The proposed share sale transaction is subject to several conditions precedent being met/fulfilled, including the proposed mandatory take-over offer to acquire the remaining shares and warrants in Daibochi not already held by Scientex, approval from Bursa Malaysia Securities Berhad for the listing and quotation of new Scientex shares to be issued to the vendors, and such other approvals from the relevant authorities as may be required in respect of the proposed transactions.

This exercise will enable Scientex to further expand its product portfolio and enhance its capabilities in the flexible packaging business through synergistic and complementary products which will allow Scientex to better serve its global customers.

By leveraging on the respective strengths, brand names and track record of both parties, Scientex would capitalize on evolving consumer needs through enhanced collaboration with international brand owners to deliver innovative and sustainable packaging solutions to address growing environmental concerns.

The proposed merger will result in the emergence of an undisputed leader of flexible plastic packaging manufacturer in Malaysia offering enhanced operating capabilities with greater economies of scale. This will enable Scientex to penetrate the global markets by offering high quality packaging at competitive prices.

The purchase consideration of RM1.60 per ordinary Daibochi share represents a price-to- earnings ratio (PER) of 20.0 times the earnings per share of RM0.08 per share for the financial year ended 31 December 2017, compared to the average trading PER multiples of 17.8 for companies in similar business.

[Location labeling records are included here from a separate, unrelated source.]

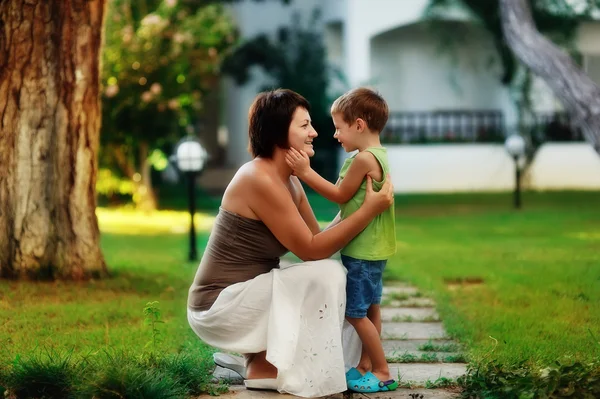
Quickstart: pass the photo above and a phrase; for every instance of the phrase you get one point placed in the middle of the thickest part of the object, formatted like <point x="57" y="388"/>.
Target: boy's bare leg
<point x="372" y="346"/>
<point x="259" y="367"/>
<point x="374" y="314"/>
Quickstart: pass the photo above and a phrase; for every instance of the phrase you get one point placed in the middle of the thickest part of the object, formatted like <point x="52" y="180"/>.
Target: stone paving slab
<point x="409" y="314"/>
<point x="420" y="373"/>
<point x="222" y="374"/>
<point x="240" y="392"/>
<point x="398" y="347"/>
<point x="410" y="303"/>
<point x="413" y="331"/>
<point x="390" y="290"/>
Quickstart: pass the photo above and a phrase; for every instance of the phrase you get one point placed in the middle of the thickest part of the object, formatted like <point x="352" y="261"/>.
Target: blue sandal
<point x="351" y="375"/>
<point x="369" y="383"/>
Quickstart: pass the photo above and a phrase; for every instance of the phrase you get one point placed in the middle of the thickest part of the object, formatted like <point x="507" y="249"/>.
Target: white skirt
<point x="296" y="315"/>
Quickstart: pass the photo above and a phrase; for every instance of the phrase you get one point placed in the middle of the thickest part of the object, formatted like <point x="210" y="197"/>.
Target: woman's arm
<point x="273" y="204"/>
<point x="305" y="209"/>
<point x="336" y="220"/>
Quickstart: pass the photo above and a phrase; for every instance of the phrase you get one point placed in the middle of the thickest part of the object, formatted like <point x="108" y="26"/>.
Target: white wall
<point x="365" y="19"/>
<point x="487" y="167"/>
<point x="565" y="166"/>
<point x="414" y="73"/>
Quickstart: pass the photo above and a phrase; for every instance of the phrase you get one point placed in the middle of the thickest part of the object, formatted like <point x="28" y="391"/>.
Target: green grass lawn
<point x="529" y="279"/>
<point x="512" y="285"/>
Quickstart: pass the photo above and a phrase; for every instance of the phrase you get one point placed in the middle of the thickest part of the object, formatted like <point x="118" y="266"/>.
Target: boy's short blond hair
<point x="365" y="104"/>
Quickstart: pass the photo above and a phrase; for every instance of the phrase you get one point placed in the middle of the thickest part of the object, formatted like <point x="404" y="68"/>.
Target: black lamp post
<point x="515" y="146"/>
<point x="191" y="157"/>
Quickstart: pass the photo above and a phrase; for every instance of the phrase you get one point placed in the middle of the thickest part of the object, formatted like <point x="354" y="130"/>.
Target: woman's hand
<point x="378" y="202"/>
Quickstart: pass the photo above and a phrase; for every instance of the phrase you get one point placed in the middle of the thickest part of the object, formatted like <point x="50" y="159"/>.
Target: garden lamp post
<point x="190" y="157"/>
<point x="515" y="146"/>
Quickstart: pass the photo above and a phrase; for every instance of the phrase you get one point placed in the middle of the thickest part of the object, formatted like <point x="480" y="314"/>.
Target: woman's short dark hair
<point x="269" y="120"/>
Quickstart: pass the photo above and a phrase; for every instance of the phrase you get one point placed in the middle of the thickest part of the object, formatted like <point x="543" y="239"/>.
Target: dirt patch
<point x="463" y="283"/>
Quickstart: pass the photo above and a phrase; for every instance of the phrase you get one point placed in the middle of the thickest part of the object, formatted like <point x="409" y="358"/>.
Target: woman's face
<point x="301" y="132"/>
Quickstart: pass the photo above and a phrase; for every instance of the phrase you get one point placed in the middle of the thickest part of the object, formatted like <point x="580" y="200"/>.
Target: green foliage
<point x="295" y="59"/>
<point x="521" y="380"/>
<point x="160" y="59"/>
<point x="47" y="374"/>
<point x="126" y="376"/>
<point x="111" y="373"/>
<point x="152" y="319"/>
<point x="432" y="347"/>
<point x="558" y="19"/>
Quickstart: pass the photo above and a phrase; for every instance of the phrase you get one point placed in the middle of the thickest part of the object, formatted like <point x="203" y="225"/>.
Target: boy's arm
<point x="363" y="163"/>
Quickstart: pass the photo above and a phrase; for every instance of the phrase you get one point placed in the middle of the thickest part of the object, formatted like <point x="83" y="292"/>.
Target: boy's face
<point x="346" y="134"/>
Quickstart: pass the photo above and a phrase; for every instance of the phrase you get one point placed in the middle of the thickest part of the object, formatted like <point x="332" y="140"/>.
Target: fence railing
<point x="462" y="126"/>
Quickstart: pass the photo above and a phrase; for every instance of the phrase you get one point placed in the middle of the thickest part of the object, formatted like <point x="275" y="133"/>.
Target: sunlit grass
<point x="131" y="221"/>
<point x="539" y="297"/>
<point x="512" y="285"/>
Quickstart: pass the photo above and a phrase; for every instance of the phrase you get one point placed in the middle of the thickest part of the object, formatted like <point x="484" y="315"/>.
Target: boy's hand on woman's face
<point x="298" y="161"/>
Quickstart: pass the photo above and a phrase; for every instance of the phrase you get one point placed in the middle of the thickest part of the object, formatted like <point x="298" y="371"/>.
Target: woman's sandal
<point x="369" y="383"/>
<point x="261" y="384"/>
<point x="231" y="362"/>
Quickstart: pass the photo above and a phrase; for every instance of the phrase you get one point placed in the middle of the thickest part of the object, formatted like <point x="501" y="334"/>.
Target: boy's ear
<point x="360" y="125"/>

It also represents a price-to-book ratio of 2.62 times based on Daibochi’s audited net assets per share of RM0.61 as at 31 December 2017.

Scientex also intends to maintain Daibochi’s listing status on the Main Market of Bursa Malaysia Securities Berhad, and retain all the management and staff of Daibochi’s operations.

Barring any unforeseen circumstances, the proposed share sale acquisition is expected to be completed within six months from the date of execution of the conditional share sale agreement.

The proposed mandatory take-over offer is expected to be completed within two months from the date the share sale agreement becomes unconditional. The acquisition, once completed, is expected to contribute positively towards Scientex’s earnings for the financial year ending 31 July 2019 onwards.